Pipeline Prallelism

June 13, 2023 One-minute read

neural-net • mlops

ETL Problem:

Transformations and preprocessing tasks add overhead to the training input pipeline.

Commons ETL: source: https://community.deeplearning.ai/t/mlep-course-3-lecture-notes/54454

Problem:

Input pipelines are needed to supply enough data fast enough to keep accelerators busy.
Pre-processing tasks and data size can add overhead to the training input pipeline.

Improved Input Pipeline:

Parallel processing of data is essential to utilize compute, IO, and network resources effectively.
Software pipelining can overlap different phases of ETL, resulting in efficient resource utilization.
Pipelining can overcome CPU bottlenecks by overlapping CPU pre-processing with accelerator model execution.

Optimizing Data Pipelines

Prefetching

Overlapping the work of producer and consumer to reduce the total time for a step.
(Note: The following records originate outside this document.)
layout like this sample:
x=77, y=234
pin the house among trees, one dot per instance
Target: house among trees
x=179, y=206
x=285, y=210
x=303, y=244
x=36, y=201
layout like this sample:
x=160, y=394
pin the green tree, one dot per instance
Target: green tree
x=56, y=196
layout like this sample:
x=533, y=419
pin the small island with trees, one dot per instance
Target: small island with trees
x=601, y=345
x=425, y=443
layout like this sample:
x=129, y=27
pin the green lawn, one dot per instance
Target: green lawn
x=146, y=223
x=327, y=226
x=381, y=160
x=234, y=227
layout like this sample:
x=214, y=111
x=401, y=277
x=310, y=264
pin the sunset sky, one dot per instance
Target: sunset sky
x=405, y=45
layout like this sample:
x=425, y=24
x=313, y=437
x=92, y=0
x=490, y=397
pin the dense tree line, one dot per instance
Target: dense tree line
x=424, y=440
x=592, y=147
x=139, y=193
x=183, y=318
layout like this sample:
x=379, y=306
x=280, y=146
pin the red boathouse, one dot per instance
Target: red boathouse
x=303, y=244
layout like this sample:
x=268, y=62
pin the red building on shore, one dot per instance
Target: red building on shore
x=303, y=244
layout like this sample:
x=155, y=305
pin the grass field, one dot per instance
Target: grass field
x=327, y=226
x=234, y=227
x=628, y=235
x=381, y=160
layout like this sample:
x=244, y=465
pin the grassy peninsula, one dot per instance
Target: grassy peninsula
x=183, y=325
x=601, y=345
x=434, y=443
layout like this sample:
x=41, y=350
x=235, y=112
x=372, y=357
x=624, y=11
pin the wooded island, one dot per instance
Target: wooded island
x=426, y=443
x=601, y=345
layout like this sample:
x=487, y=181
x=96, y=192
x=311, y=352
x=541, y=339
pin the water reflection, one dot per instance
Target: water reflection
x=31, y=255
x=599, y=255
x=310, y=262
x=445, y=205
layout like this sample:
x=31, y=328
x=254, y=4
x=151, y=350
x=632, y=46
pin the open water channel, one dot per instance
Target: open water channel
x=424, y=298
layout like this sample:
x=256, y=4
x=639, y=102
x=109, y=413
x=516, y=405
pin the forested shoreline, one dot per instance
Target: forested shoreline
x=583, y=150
The number of elements to prefetch should be tuned based on the number of batches consumed per training step.

Parallelize data extraction and transformation

Parallelize Data Extraction

Reading data from remote storage (e.g., GCS, HDFS) can introduce bottlenecks.
Time-to-first-byte and read throughput can be significantly slower compared to local storage.
Pipeline optimization should consider these differences for efficient remote storage access.

Parallelize Data Transformation

Element-wise processing can be parallelized across CPU cores The optimal value for the level of parallelism depends on:

Size and shape of training data
Cost of the mapping transformation
Load the CPU is experiencing currently